A côté des réponses bibliques à l’insulte, les causes de l’insulte méritent également d’être analysées : pourquoi insulte-t-on ?
Une première cause évidente : la haine, la violence de celui qui insulte.
Une deuxième cause moins visible : l’absence ou la faiblesse d’argumentations remplacées par des injures, des amalgames ou des invectives de mépris. La violence verbale remplace le raisonnement.
Une troisième cause plus subtile est l’exploitation de l’émotivité pour faire exploser l’interlocuteur qui répond par des insultes tandis que l’agresseur réel reste calme (technique rhétorique).
Enfin une dernière cause de l’insulte est le cynisme de celui qui promet et ne tient pas et se fait traiter de menteur. Mais à ce niveau-là est- ce encore une insulte ?
Attirer volontairement les insultes peut être aussi une façon de se « blanchir » ou d’apparaître comme une victime pour se dédouaner d’une conduite indigne.

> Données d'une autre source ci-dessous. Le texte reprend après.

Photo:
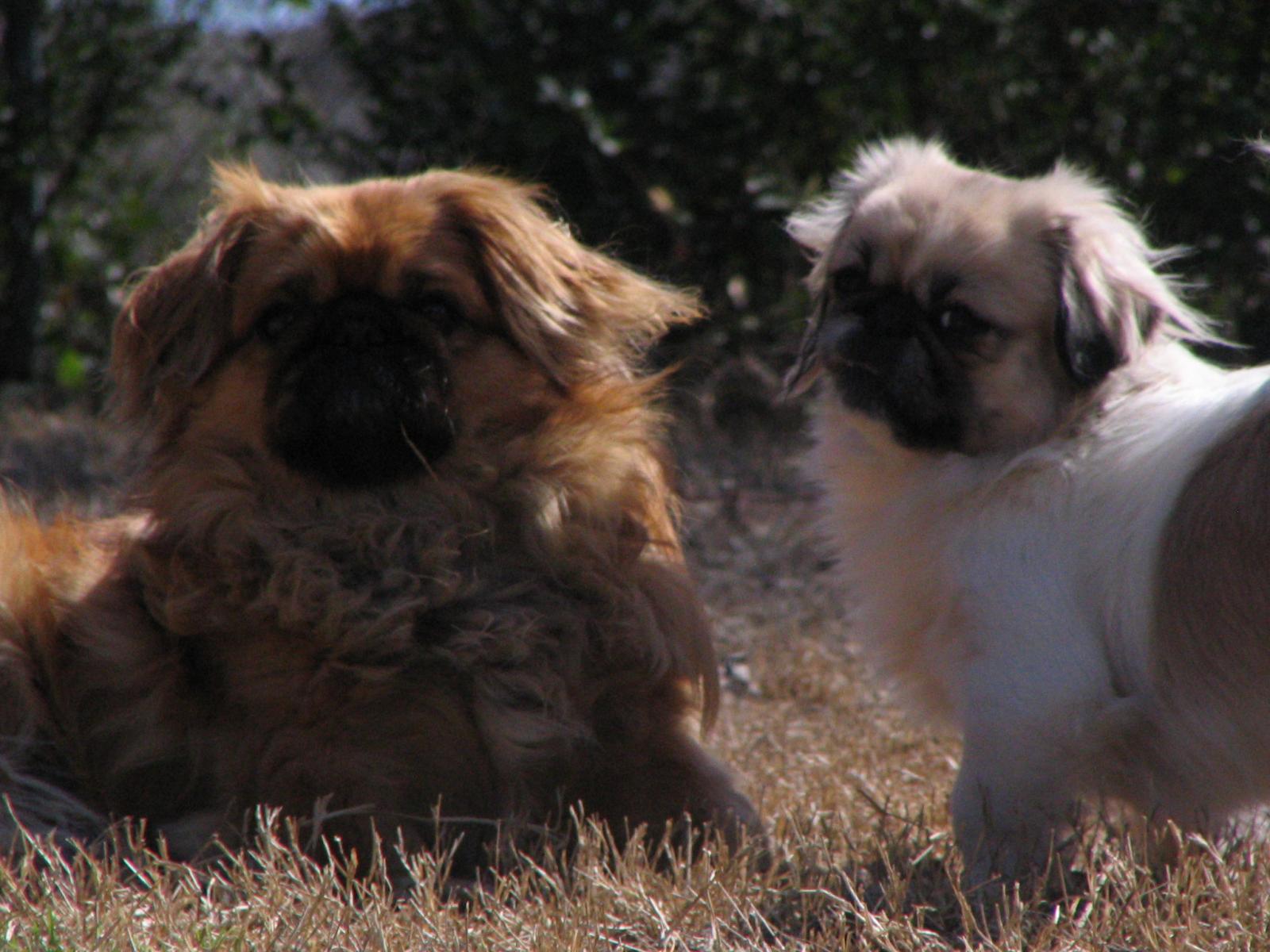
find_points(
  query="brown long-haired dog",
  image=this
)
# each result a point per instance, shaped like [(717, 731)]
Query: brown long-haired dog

Notre propre responsabilité dans l’insulte subie est donc à examiner avec honnêteté.
Ne pas répondre à l’insulte par l’insulte demande de comprendre pourquoi l’autre réagit ainsi, afin d’y ajuster notre attitude.

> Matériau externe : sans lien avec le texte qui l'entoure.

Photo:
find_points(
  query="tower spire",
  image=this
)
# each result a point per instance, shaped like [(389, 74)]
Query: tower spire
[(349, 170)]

Reste que pour Isaïe comme pour Jésus, rendre coup pour coup n’arrange rien.
Rendre coup pour coup n’arrange rien.
Mais la non-violence n’abolit pas le droit ni la justice, au contraire.
L’étanchéité à l’insulte rend intraitable sur le respect dû à chacun.
Répondre à l’insulte n’est pas insulter en retour, mais faire condamner cet acte dégradant pour celui qui prononce l’insulte plus encore que pour sa victime, si elle sait se protéger.

Entraînons-nous à pratiquer cette forme de courage.
Durcissons notre visage comme pierre lorsqu’il nous faut aller au bout de nos Passions…

 

 

 

Lectures de la messe

Première lecture
« J’ai présenté mon dos à ceux qui me frappaient » (Is 50, 5-9a)

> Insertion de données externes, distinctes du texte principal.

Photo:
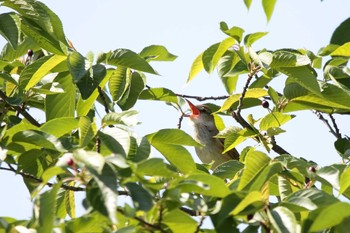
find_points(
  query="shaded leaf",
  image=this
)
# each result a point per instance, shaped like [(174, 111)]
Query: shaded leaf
[(269, 6), (331, 216), (157, 53), (161, 94), (142, 198), (130, 59), (255, 162), (9, 28), (127, 118), (197, 66), (341, 34)]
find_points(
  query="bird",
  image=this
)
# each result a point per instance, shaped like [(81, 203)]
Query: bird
[(205, 131)]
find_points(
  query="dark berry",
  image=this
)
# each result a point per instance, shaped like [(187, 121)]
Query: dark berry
[(70, 162), (265, 104), (30, 53)]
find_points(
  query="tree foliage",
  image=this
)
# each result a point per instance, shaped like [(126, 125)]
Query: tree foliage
[(126, 189)]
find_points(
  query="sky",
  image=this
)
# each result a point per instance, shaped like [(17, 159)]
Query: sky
[(186, 28)]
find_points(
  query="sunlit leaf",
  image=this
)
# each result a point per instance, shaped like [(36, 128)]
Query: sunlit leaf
[(127, 118), (130, 59), (9, 28), (255, 162), (161, 94), (269, 6), (283, 220), (341, 34), (157, 53), (331, 216), (197, 66)]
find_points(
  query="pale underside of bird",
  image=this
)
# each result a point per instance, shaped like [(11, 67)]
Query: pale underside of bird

Lecture du livre du prophète Isaïe

Le Seigneur mon Dieu m’a ouvert l’oreille, et moi, je ne me suis pas révolté, je ne me suis pas dérobé. J’ai présenté mon dos à ceux qui me frappaient, et mes joues à ceux qui m’arrachaient la barbe. Je n’ai pas caché ma face devant les outrages et les crachats. Le Seigneur mon Dieu vient à mon secours ; c’est pourquoi je ne suis pas atteint par les outrages, c’est pourquoi j’ai rendu ma face dure comme pierre : je sais que je ne serai pas confondu. Il est proche, Celui qui me justifie. Quelqu’un veut-il plaider contre moi ? Comparaissons ensemble ! Quelqu’un veut-il m’attaquer en justice ? Qu’il s’avance vers moi ! Voilà le Seigneur mon Dieu, il prend ma défense ; qui donc me condamnera ?

Psaume
(Ps 114 (116 A), 1-2, 3-4, 5-6, 8-9)
R/ Je marcherai en présence du Seigneur sur la terre des vivants. ou : Alléluia ! (Ps 114, 9)

J’aime le Seigneur :
il entend le cri de ma prière ;
il incline vers moi son oreille :
toute ma vie, je l’invoquerai.

J’étais pris dans les filets de la mort,
retenu dans les liens de l’abîme,
j’éprouvais la tristesse et l’angoisse ;
j’ai invoqué le nom du Seigneur :
« Seigneur, je t’en prie, délivre-moi ! »

Le Seigneur est justice et pitié,
notre Dieu est tendresse.
Le Seigneur défend les petits :
j’étais faible, il m’a sauvé.

Il a sauvé mon âme de la mort,
gardé mes yeux des larmes
et mes pieds du faux pas.
Je marcherai en présence du Seigneur
sur la terre des vivants.

Deuxième lecture
« La foi, si elle n’est pas mise en œuvre, est bel et bien morte » (Jc 2, 14-18)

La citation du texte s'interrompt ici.